Dr. Forrest Bird invented the world’s first heart-lung machine in 1958. The Bird Universal Medical Respirator—inspired by aviation and informally known as “The Bird,” has been a boon to medical science. Add the fact that the good doctor invented a high-altitude regulator and an early anti G-force system, nearly killing himself while testing the suit, and you start to realize his impact.
An inventor since childhood, Bird learned to fly in his father’s GXE Waco 10 and soloed at the age of 14. Before WWII, he became an experienced pilot with an academic background in aeronautics, preparing him for entry into the Army Air Corps as a technical air training officer. After being called to active duty in 1941, and assigned to the Army Air Transport Command, he received training on almost every aircraft the Army flew, including the C-46, B-26, A-20, B-25 and B-18.
While ferrying a captured German Junkers back to the states, he became fascinated with an onboard demand oxygen breathing system designed for high altitudes.
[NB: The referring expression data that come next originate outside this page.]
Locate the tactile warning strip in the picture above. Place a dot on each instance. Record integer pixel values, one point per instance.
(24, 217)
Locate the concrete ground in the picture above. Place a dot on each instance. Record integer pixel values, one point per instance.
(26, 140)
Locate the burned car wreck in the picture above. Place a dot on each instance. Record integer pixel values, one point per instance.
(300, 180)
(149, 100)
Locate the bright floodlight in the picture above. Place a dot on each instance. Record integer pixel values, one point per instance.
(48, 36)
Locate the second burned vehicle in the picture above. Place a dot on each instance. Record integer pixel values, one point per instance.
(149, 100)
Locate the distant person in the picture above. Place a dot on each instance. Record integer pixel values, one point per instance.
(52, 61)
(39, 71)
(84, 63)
Bird studied and redesigned it. Later, he discovered that his crude prototype had been developed into a highly efficient regulator manufactured by Bendix and Aero, allowing pilots to fly higher than ever before.
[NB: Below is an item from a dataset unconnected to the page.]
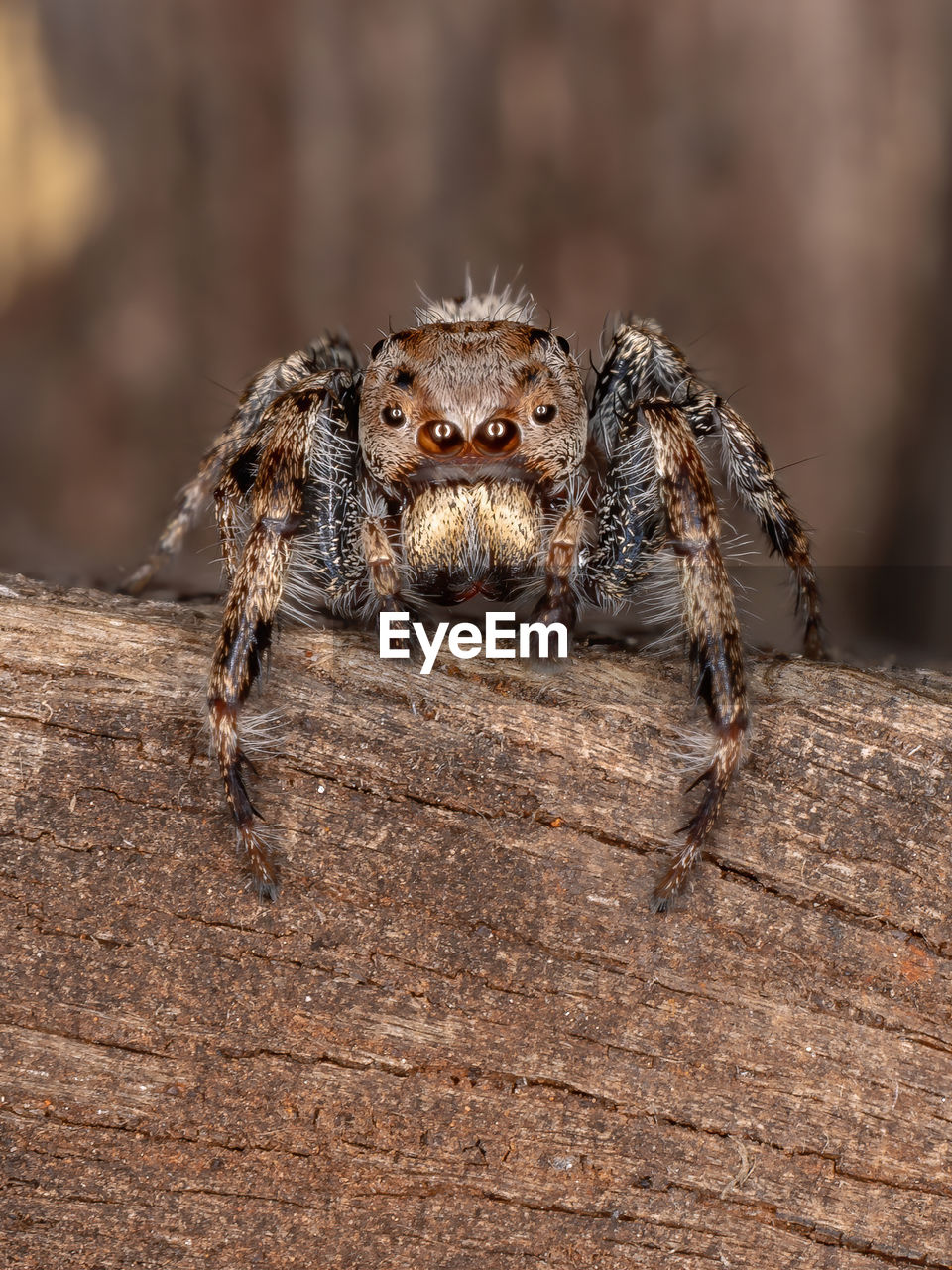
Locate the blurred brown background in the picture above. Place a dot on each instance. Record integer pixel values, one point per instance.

As turbine aircraft came on line, pilot blackouts became an increasing concern so Bird developed a simple prototype of the modern G-suit. However, during a system test, his seat failed during a positive G load. Instantaneously, the resulting negative Gs created pressure in his cranium that led to ocular hemorrhages and a long-term but not permanent blindness.
Removed from flight status, Bird used his time to earn a medical degree because he simply “wanted to learn medicine.” He was flying again by the end of the Korean War, and became a transport pilot for air evacuation, which spurred the development of the respirator. By the early 1960s, his $375 universal respirator was used in most hospitals in the world.
Through Bird Space Technologies, he continued his respirator research, and by the 1990s had moved most of his operation to his Idaho ranch, where the 20,000-hour pilot houses a collection of 18 rotary and fixed-wing aircraft.
“When I look back on my life, I realize that without my aeronautical qualifications, I couldn’t have excelled in my various pursuits,” he said. “The time spent on aviation projects has always been my reward for succeeding in my medical projects.”
Inducted into the National Inventors Hall of Fame in 1995, Bird continues to contribute to the field of pulmonary science by participating in the development of the VDA, a ventilator that permits a patient to move from room to room.